Literature Analysis (Nonfiction)

Please answer the following questions about the book you have selected.

TOPIC(S) and/or EVENT(S)
1.     As we have discussed in class, a book is said to be nonfiction if its content is based on facts or events.  What is your book about?  [a]. Try writing a paragraph first to capture your thoughts.  [b]. Then see if you can boil it down to one clear statement.  (Even if you feel like you can just skip to [b], please do both; remember that your reader doesn’t know what you know.
2.     Why did your author choose to write about this topic, person or event?
3.     Why did you choose this book?  What about the book appealed to you the first time it came to your attention (and how did it come to your attention)?  What about the book made you want to keep reading once you began?
4.     Did you find the book realistic?  Did you make any connections between people/events you read about and people/events in your own life?  Why or (if you didn’t) why not?

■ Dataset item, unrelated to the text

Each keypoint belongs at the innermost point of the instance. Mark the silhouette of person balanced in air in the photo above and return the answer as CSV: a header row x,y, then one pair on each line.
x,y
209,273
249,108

1.     Since this book is nonfiction, the theory goes that the author didn’t create characters.  But that’s not entirely true, is it?  Doesn’t the author report his/her own interpretations based on personal observations?  If we met his/her subjects for ourselves we might see them completely differently.   What do the author’s choices say to you?  Why did s/he choose to write about this book?  What is the author’s tone, and what (if anything) does it say about the author and his/her subjects?
2.     Describe two or three people from the book.  What do they look like?  How do they act?  How would you write them as fictional characters (would you use direct or indirect characterization?
3.     What about these people makes them interesting enough to write about?

1.     Did the author use any tools from fiction writing (such as foreshadowing or symbolism), or did the author use a journalistic style? Example(s)?
2.     Does the author use lengthy descriptions of places and people,or does s/he focus more on action or dialogue?  What overall effect do these choices have on the book?
3.     What tools does the author use to demonstrate tone and create a mood?
4.     What do you think the author’s attitude was toward the subject, or the characters, or the audience (i.e., you)?  Why?
5.     What resources (newspaper articles, interviews, historical documents, e.g.) does the author offer?  Did it matter in your thinking?  Why/why not?

Write a paragraph in which you describe the one or two ideas from this book that you expect to remember for a long time.  Explain your choices and their importance.  Share a passage or two that give your reader a taste of the same effect.